Yahoo names post-spinoff management team

The Yahoo logo seen on a smartphone. AFP file photo
The Yahoo logo seen on a smartphone. AFP file photo

Yahoo said Monday that board member and former internet executive Thomas McInerney would lead the business that remains after the sale of its core assets to Verizon is completed.

The internet pioneer said the sale of its main operating unit was on track to be completed in the second quarter, and that McInerney would head the financial holding company that remains, provisionally called “Altaba.”

The main holding of Altaba would be its stake in Chinese internet giant Alibaba, which is worth far more than the rest of the Yahoo operations.

McInerney, 52, has been a Yahoo board member since April 2012 and previously served as chief financial officer of IAC/InterActiveCorp.

“Today’s filing represents an important step forward in the process of completing our transaction with Verizon,” Yahoo said in a statement.

“We will continue to move ahead expeditiously toward the closing, which we expect to occur in the second quarter of 2017.”

The statement noted that Yahoo chief executive Marissa Mayer and chief financial officer Kenneth Goldman will remain in their posts prior to the closing.
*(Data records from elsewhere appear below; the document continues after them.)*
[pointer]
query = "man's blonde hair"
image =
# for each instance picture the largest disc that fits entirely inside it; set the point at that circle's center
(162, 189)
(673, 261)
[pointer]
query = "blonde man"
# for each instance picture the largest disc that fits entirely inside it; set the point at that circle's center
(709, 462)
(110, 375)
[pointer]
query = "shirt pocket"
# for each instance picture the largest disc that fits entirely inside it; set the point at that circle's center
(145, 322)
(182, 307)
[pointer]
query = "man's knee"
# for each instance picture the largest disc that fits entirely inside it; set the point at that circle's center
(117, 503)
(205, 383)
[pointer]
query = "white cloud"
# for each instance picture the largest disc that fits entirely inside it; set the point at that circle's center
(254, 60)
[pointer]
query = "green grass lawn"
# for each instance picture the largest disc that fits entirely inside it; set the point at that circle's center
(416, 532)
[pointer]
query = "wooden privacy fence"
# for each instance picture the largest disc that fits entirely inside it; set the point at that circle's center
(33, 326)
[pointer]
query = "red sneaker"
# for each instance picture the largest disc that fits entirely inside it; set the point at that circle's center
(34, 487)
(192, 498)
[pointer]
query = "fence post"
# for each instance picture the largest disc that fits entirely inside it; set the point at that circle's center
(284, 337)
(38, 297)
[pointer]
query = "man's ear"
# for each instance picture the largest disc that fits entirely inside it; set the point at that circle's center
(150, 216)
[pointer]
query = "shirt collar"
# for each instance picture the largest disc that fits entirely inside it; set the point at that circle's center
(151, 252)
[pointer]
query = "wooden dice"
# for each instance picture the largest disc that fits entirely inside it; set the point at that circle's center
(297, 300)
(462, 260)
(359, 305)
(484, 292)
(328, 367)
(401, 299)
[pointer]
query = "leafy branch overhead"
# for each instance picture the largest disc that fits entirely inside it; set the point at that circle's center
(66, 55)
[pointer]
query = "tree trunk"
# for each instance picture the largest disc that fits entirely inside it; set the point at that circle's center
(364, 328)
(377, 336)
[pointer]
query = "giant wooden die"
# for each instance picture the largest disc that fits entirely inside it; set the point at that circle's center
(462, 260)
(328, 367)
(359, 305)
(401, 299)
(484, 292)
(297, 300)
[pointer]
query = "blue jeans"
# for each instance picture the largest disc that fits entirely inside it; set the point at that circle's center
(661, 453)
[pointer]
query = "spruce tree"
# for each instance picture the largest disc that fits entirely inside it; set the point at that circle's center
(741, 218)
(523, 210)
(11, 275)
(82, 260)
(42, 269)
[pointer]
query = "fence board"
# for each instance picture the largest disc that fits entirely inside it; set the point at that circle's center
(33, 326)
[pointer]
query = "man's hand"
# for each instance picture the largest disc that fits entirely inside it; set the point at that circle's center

If Mayer is fired without cause from Yahoo after the acquisition by Verizon is completed, she will be entitled to a “golden parachute” worth $23 million—slightly more than $3 million of it in cash and the rest in stock, according to a filing Monday with the Securities and Exchange Commission.

“For me personally, I’m planning to stay,” Mayer said in an online post last year after the takeover deal was announced.

“It’s important to me to see Yahoo into its next chapter.”

Yahoo and Verizon last month cut the price of the sale to $4.48 billion—a reduction of $350 million—following revelations of massive data breaches that could further erode the image of the onetime internet leader.

Yahoo still faces probes and lawsuits related to the cyber attacks, which affected more than 1.5 billion accounts, and the timing of the disclosures.

Yahoo announced in September that hackers in 2014 stole personal data from more than 500 million of its user accounts. And in December it admitted to another cyber attack from 2013 affecting more than a billion users.